OpenAI’s Costs and Financial Pressure
According to reports, OpenAI’s infrastructure costs are expected to surpass $1 trillion by the end of the decade. The company’s revenue, while growing rapidly, still falls far short of those projections. That has led to concerns about whether OpenAI can continue financing such aggressive expansion plans.
Meanwhile, the company announced a new agreement with Microsoft that will allow it to transform into a for-profit public benefit corporation, paving the way for a potential IPO. Reuters reported that OpenAI is preparing for a public offering that could value the company at $1 trillion.
Amazon’s Strong Quarter and Expanding AI Footprint
The partnership announcement came just days after Amazon reported third-quarter earnings that beat analyst expectations, pushing the company’s stock to an all-time high. The performance was driven largely by the continued growth of AWS, which remains the company’s most profitable division.
Amazon Web Services also revealed last week that it had completed a major AI data center project designed to support the next generation of large-scale models. AWS said it plans to provide OpenAI’s competitor Anthropic with one million of its custom Trainium and Inferentia AI chips by the end of 2025.
This growing ecosystem highlights Amazon’s goal of becoming the default infrastructure provider for AI developers.
What It Means for Investors
For investors, the OpenAI deal is another sign that Amazon intends to dominate the AI infrastructure market rather than compete head-to-head on applications or software. The stock’s five-percent jump reflects renewed confidence in AWS’s long-term role as a profit driver.
However, there are risks. AI infrastructure spending is escalating at a pace that may not be matched by near-term profits. Investors should monitor whether OpenAI’s revenue growth can keep up with its massive computing commitments and whether Amazon can maintain healthy margins as it scales up its AI capacity.

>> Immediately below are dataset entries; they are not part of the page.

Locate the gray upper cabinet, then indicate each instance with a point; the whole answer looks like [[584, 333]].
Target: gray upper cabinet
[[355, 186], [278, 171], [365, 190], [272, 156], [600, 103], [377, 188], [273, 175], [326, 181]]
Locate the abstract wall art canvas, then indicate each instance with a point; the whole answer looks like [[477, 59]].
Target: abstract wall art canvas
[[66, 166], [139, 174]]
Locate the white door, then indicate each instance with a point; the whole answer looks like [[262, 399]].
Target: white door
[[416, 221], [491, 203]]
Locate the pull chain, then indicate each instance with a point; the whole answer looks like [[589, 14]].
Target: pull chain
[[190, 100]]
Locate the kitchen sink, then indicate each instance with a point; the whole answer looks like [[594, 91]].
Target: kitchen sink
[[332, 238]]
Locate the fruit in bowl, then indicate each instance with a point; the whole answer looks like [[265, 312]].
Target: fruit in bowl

If Amazon executes effectively, the company could emerge as one of the primary beneficiaries of the global AI buildout. For Nvidia shareholders, the deal adds another layer of demand to an already booming market for GPUs, reinforcing its dominance in the chip sector.
A New Battleground
The $38 billion Amazon-OpenAI partnership is one of the clearest signs yet that AI infrastructure has become the new competitive battleground in technology. The agreement strengthens Amazon’s position in cloud computing, deepens Nvidia’s supply chain dominance, and highlights how far the AI industry is willing to go to secure the computing power needed for the next generation of innovation.
For investors, this deal is both a validation of the AI megatrend and a reminder of its high-stakes economics.